[RFC PATCH 00/15] Provide atomics and bitops implemented with ISO C++11 atomics
From: David Howells
Date: Wed May 18 2016 - 11:10:47 EST
Here's a set of patches to provide kernel atomics and bitops implemented
with ISO C++11 atomic intrinsics. The second part of the set makes the x86
arch use the implementation.
Note that the x86 patches are very rough. It would need to be made
compile-time conditional in some way and the old code can't really be
thrown away that easily - but it's a good way to make sure I'm not using
that code any more.
There are some advantages to using ISO C++11 atomics:
(1) The compiler can make use of extra information, such as condition
flags, that are tricky to get out of inline assembly in an efficient
manner. This should reduce the number of instructions required in
some cases - such as in x86 where we use SETcc to store the condition
inside the inline asm and then CMP outside to put it back again.

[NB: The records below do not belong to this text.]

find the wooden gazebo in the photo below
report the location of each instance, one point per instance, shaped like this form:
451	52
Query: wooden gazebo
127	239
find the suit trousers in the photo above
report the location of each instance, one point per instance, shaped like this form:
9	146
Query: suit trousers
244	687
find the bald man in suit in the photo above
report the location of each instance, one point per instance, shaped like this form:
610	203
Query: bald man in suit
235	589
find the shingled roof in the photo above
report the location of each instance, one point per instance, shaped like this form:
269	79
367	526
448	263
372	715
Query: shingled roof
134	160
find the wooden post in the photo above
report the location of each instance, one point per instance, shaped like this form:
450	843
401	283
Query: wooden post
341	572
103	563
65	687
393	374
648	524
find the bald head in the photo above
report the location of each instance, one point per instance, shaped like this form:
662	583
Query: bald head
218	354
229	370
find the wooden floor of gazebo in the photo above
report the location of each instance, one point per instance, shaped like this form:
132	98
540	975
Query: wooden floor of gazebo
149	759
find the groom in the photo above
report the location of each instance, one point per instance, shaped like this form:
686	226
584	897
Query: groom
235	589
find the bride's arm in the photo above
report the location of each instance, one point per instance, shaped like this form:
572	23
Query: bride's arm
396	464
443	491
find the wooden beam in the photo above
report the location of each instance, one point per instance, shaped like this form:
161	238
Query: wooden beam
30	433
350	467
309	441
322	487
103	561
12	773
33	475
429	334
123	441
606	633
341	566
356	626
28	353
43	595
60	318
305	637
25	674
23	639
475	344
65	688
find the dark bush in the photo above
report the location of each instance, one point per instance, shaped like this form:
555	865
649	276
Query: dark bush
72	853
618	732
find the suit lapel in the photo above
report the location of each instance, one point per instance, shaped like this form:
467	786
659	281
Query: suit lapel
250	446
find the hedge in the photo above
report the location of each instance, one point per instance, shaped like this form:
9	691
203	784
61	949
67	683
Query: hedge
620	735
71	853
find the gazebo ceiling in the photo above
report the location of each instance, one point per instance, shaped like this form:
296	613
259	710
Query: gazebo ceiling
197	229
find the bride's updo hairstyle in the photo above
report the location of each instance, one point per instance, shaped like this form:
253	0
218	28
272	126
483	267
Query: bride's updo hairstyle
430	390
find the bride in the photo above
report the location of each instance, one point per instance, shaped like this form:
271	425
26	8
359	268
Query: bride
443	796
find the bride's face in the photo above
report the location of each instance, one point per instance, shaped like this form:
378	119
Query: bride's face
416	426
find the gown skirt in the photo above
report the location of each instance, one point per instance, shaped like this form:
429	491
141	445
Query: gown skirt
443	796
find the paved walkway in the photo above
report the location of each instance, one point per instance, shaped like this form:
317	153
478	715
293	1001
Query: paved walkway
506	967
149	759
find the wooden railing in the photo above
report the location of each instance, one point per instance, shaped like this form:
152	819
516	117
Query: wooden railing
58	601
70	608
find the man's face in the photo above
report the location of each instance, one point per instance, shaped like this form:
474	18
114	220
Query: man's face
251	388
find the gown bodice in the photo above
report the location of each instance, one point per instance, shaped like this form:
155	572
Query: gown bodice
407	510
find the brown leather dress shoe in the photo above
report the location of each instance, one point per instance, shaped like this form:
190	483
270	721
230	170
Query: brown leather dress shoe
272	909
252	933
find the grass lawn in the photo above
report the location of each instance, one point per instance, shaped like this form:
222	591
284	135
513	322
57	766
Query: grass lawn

Whilst this can be alleviated by the use of asm-goto constructs, this
adds mandatory conditional jumps where the use of CMOVcc and SETcc
might be better.
(2) The compiler inserts memory barriers for us and can move them earlier,
within reason, thereby affording a greater chance of the CPU being
able to execute the memory barrier instruction simultaneously with
register-only instructions.
(3) The compiler can automatically switch between different forms of an
atomic instruction depending on operand size, thereby eliminating the
need for large switch statements with individual blocks of inline asm.
(4) The compiler can automatically switch between different available
atomic instructions depending on the values in the operands (INC vs
ADD) and whether the return value is examined (ADD vs XADD) and how it
is examined (ADD+Jcc vs XADD+CMP+Jcc).
There are some disadvantages also:
(1) It's not available in gcc before gcc-4.7 and there will be some
seriously suboptimal code production before gcc-7.1.
(2) The compiler might misoptimise - for example, it might generate a
CMPXCHG loop rather than a BTR instruction to clear a bit.
(3) The C++11 memory model permits atomic instructions to be merged if
appropriate - for example, two adjacent __atomic_read() calls might
get merged if the return value of the first isn't examined. Making
the pointers volatile alleviates this. Note that gcc doesn't do this
yet.
(4) The C++11 memory barriers are, in general, weaker than the kernel's
memory barriers are defined to be. Whether this actually matters is
arch dependent. Further, the C++11 memory barriers are
acquire/release, but some arches actually have load/store instead -
which may be a problem.
(5) On x86, the compiler doesn't tell you where the LOCK prefixes are so
they cannot be suppressed if only one CPU is online.
Things to be considered:
(1) We could weaken the kernel memory model to for the benefit of arches
that have instructions that employ explicit acquire/release barriers -
but that may cause data races to occur based on assumptions we've
already made. Note, however, that powerpc already seems to have a
weaker memory model.
(2) There are three sets of atomics (atomic_t, atomic64_t and
atomic_long_t). I can either put each in a separate file all nicely
laid out (see patch 3) or I can make a template header (see patch 4)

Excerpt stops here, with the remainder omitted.